Bury Me Face Down - grandson

« 𝓘'𝓵𝓵 𝓷𝓮𝓿𝓮𝓻 𝓰𝓮𝓽 𝓯𝓻𝓮𝓮. »

On dit qu'une cage est faite pour empêcher la personne prisonnière de ses barreaux de s'enfuir mais de pouvoir être observé, sans risque, sans peur d'être attaqué. Il est dit qu'elle protège aussi la fameuse personne, de l'extérieur, des autres, des intrusions. Elle est donc censée nous protéger autant qu'elle nous prive de toute liberté, si on y pense donc, une cage est la preuve que pour être en sécurité, pour ne plus avoir peur, on doit perdre notre liberté.

Ma cage est solide, résistante, elle ne se brise pas, je suis protégé sans réellement le vouloir même si ça serait un mensonge de dire que cette protection n'est pas une bonne chose, elle recouvre la peur, même si celle-ci arrive de temps en temps à briller pendant un instant. On peut me voir, mais on ne peut jamais m'atteindre, mais il n'y a pas de liberté, je dois jouer, réfléchir, savoir avec qui je peux parler de quels détails pour être sûre qu'aucun d'eux ne brisent les barreaux de ma cage.

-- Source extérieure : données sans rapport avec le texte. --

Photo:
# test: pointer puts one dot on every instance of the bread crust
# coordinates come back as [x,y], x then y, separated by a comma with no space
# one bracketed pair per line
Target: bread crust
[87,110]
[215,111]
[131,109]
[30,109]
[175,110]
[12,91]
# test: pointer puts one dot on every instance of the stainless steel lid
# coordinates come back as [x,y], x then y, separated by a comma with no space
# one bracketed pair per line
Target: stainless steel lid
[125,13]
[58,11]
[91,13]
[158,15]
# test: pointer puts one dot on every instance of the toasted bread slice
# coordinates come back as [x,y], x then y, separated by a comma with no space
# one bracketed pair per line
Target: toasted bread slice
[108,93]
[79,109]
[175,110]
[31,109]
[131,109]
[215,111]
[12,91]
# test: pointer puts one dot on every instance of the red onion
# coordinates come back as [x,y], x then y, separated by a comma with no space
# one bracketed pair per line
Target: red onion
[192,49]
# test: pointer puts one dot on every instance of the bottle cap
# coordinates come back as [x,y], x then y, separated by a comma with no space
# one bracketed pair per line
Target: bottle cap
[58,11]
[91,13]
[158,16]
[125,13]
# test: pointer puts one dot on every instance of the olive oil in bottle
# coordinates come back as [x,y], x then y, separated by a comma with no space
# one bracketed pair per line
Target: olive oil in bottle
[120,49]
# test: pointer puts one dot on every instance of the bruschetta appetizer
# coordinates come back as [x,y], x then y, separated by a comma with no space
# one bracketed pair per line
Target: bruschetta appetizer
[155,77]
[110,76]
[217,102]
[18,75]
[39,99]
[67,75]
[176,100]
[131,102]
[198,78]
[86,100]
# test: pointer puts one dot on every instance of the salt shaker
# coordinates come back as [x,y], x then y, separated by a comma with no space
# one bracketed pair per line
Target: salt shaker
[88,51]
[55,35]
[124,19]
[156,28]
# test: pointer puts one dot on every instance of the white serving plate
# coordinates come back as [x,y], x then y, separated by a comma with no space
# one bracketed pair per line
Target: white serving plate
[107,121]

La liberté est trop dangereuse pour quelqu'un comme moi.

Je les vois toujours, ces barreaux qui m'entourent, ils sont autour de moi sans cesse, ils me définissent, me montrent au monde de cette manière. Je me redresse dans le lit, les draps lourds tombent sur le bas de mon corps, aussi lourd que la cage qui pèse sur mon corps.

La lumière de l'extérieur traverse les rideaux, elle vient jusqu'à moi, se déforme lorsque les draps à mes côtés bougent alors que des bras sur glisse autour de mon torse et qu'un visage se place sur mon épaule.

— Ça va ? demande la voix encore à moitié endormie de Leïa.

— Un rêve, c'est tout...

Ma respiration lourde l'a peut-être alerté, c'est ce qui arrive lorsque Morphée me fait payer de vouloir de ma cage, lorsqu'il me puni de ne pas vouloir de liberté, il me fait rêver de ce que ça serait si je l'accepterais, il me fait rêver d'un endroit où je pourrais me réveiller sans que toutes les décisions que je prendrais au fil de la journée sont dictées par quelqu'un d'autre et que je ne fais que suivre un scénario.

Ses lèvres se posent sur mon épaule, mon rêve ressemblait à ça, à ces moments où je n'ai pas besoin de suivre des ordres, ces moments où on oublie que le danger est si proche d'elle à cause des barreaux que je partage avec elle.

Je la protège en lui enlevant sa liberté.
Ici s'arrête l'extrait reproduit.